I'm mid 50s and for as long as I can remember I've had stuff wrong with me. It started as hormonal problems as a young teenager then progressed to migraines then chronic widespread bodily pain. I had a stomach ulcer as a teenager as well and had to go on medication. I've always had bladder problems as well.
Over the years there's been no letup and I'm now having interstitial cystitis which means I can't eat and drink many things, including any alcohol or fruit juice. I have gallbladder disease which restricts my diet. I have hypermobility and I fall over and injure myself. Chronic allergies which mean I can't wear any makeup and my corneas are damaged due to my condition.

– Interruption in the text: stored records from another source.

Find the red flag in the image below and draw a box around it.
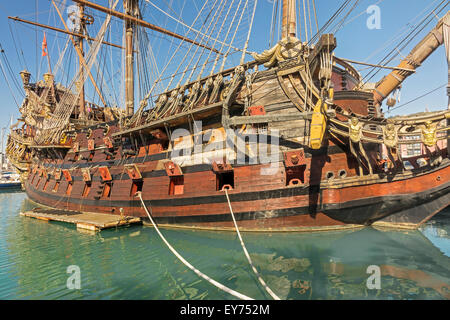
[42,32,48,57]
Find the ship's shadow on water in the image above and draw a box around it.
[0,195,450,299]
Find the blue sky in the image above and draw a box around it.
[0,0,448,132]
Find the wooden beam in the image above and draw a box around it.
[8,17,125,50]
[72,0,220,54]
[229,112,312,126]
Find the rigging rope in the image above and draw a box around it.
[225,188,281,300]
[387,83,447,113]
[136,191,253,300]
[241,0,258,64]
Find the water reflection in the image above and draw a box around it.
[0,195,450,299]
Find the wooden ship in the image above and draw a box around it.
[7,0,450,232]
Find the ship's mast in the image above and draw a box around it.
[123,0,139,116]
[76,4,86,119]
[281,0,297,39]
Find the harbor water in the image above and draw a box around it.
[0,192,450,300]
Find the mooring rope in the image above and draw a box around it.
[224,188,281,300]
[136,191,254,300]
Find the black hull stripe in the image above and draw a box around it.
[27,183,320,208]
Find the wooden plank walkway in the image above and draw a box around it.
[20,208,142,231]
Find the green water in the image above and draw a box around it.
[0,193,450,300]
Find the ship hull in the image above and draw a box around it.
[25,161,450,231]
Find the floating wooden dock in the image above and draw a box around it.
[20,208,142,231]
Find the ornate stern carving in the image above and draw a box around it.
[252,37,303,68]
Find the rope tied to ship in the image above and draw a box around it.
[136,191,254,300]
[224,188,281,300]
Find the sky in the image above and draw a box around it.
[0,0,449,134]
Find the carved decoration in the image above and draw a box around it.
[253,37,303,68]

There's something wrong with my nose and sinuses and I get really painful sinusitis. I can't wear normal shoes or slippers and have to wear special shoes and orthotics to deal with foot problems. I have back pain and joint pain all the time. I have autism and I get very tired and can't do stuff like go on holiday or even just overnight trip as something will flare up and I'll end up in pain. Over the last week/10 days I've had a viral bug, a gallbladder flare up, sinusitis and I fell over and injured my elbow two days ago. This is how my life is now and it gets me down. I'm not a hypochondriac and I don't talk about this to friends or anything. I eat a healthy diet, but I find it difficult to exercise due to my mobility.
Is this just how it is for people? Every day is spent trying to manage these painful, albeit stupid, conditions. This isn't normal, right?